When to harvest baby corn

Sweet corn can take anywhere between 60 and 100 days to reach maturity, depending on the growing conditions. With baby corn, however, you don’t need to wait that long. Female flowers will start budding as early as 6 weeks after sowing, and once they’re out, you can pick baby corn in as little as 5 days.

Harvesting baby corn requires perfect timing. Pick them too early, and they will be small and underdeveloped. Wait too long, and they will become tough and starchy. The rule of thumb is to check the little corn heads every day and pick them when they are about 6 inches long (15 cm). At this stage, they should be wrapped in green husks, with a tuft of silk at the end.

– Handle with care

To harvest baby corn, pull back the leaf growing next to the cob. Then, gently twist the cob until it snaps from the main stalk. Remove the green husks and pull out the silks, taking care not to snap the baby corn in the process. Inside, you will find the baby corn cob, covered in row after row of miniature, pale yellow kernels.

If you notice that your small corn cobs are growing dark red or brown silks, that’s a sign that they are too old to be harvested as baby corn. If you’re lucky, there’s a chance that pollination has occurred and that you can harvest mature corn cobs in a few more weeks.

However, corn needs at least 1 foot (30 cm) between plants so that pollination can be successful and performs best when grown in several rows. Our suggestion is to only use this guide for growing and harvesting baby corn.

Once it’s been harvested, baby corn is best eaten fresh, the same day it’s been picked. You can also keep it in the vegetable drawer of your fridge, covered in plastic wrap, for a maximum of 3 days.

Is corn a perennial or annual plant?

Corn is an annual plant that only produces one crop. Once it’s been harvested, we recommend cutting it down and adding it to your compost bin. If you’re thinking about planting corn again next year, it’s worth planting it in a different part of your garden.

Crop rotation is essential in preventing pests and diseases in future plants, which corn is highly susceptible to.

Uses for mini corn cobs

Baby corn is a staple in many Asian dishes. It has a very mild nutty flavor, and it’s commonly used to add a bit of crunchy texture, just like water chestnuts.

Given that it’s not pollinated, it doesn’t have that sweetness that mature cobs have. Sugars only start building up in the fruit after pollination and fertilization, which is why the taste is very inconspicuous.

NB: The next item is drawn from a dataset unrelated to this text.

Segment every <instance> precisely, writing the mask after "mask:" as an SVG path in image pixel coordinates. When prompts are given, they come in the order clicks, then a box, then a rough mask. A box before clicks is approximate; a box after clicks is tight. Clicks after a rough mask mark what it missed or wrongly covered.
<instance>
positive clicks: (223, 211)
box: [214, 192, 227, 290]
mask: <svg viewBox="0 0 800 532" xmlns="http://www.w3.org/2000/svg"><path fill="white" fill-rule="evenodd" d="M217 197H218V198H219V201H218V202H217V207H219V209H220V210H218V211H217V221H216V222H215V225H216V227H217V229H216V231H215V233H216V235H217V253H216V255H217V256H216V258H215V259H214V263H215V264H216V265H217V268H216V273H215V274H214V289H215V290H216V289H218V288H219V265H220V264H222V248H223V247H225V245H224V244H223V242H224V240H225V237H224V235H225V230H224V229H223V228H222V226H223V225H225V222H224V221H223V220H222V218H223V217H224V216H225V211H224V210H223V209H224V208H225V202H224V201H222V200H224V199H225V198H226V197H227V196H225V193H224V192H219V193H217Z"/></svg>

Although it doesn’t pack as much flavor as mature corn, baby corn has numerous health benefits. It can even be considered healthier than corn. It has fewer calories, and it is perfect for low-carb diets. It has less sugar than corn, making it a good substitute for corn if you have diabetes. Baby corn is also rich in fiber, vitamins A, E, C, and vitamin B complexes, folate, and minerals such as iron, calcium, and zinc.

You can either eat baby corn raw or cooked. Unlike mature corn, the cob is eaten, so you don’t need to remove the small kernels. Cut the baby corn cobs into bite-size pieces, add them to stir-fries, or enjoy them blanched, boiled, steamed, or braised.

It doesn’t take too long to cook, so 3 to 5 minutes should do the job, depending on how big the pieces are. Or, if you want to enjoy the baby corn whole, you can even throw it on the grill or barbecue, the same way you would with corn cobs.


Baby corn is a delightful addition to a variety of dishes. But, you can’t compare the taste of freshly harvested to the frozen stuff you’re likely to find in stores! Fortunately, this growing guide makes it easy to cultivate your baby corn at home.

Let’s go over the basics:

  • Corn needs warm weather to grow well, and it’s often easiest to germinate your plants indoors before planting outside.
  • Since baby corn requires less space than mature corn, it’s also possible to grow it inside as a houseplant, though it may still grow quite tall.
  • Baby corn is the unfertilized fruit of the female corn flower, so it’s typically ready to harvest about a week after the flowers start appearing.
  • Corn is an annual plant, so once you’ve harvested the fruits of your labor, it’s best to compost the plant. If you choose to grow it again next year, use a different location to ward off pests and problems.

So, with this post to guide you, you’ll be enjoying delicious, fresh baby corn in no time!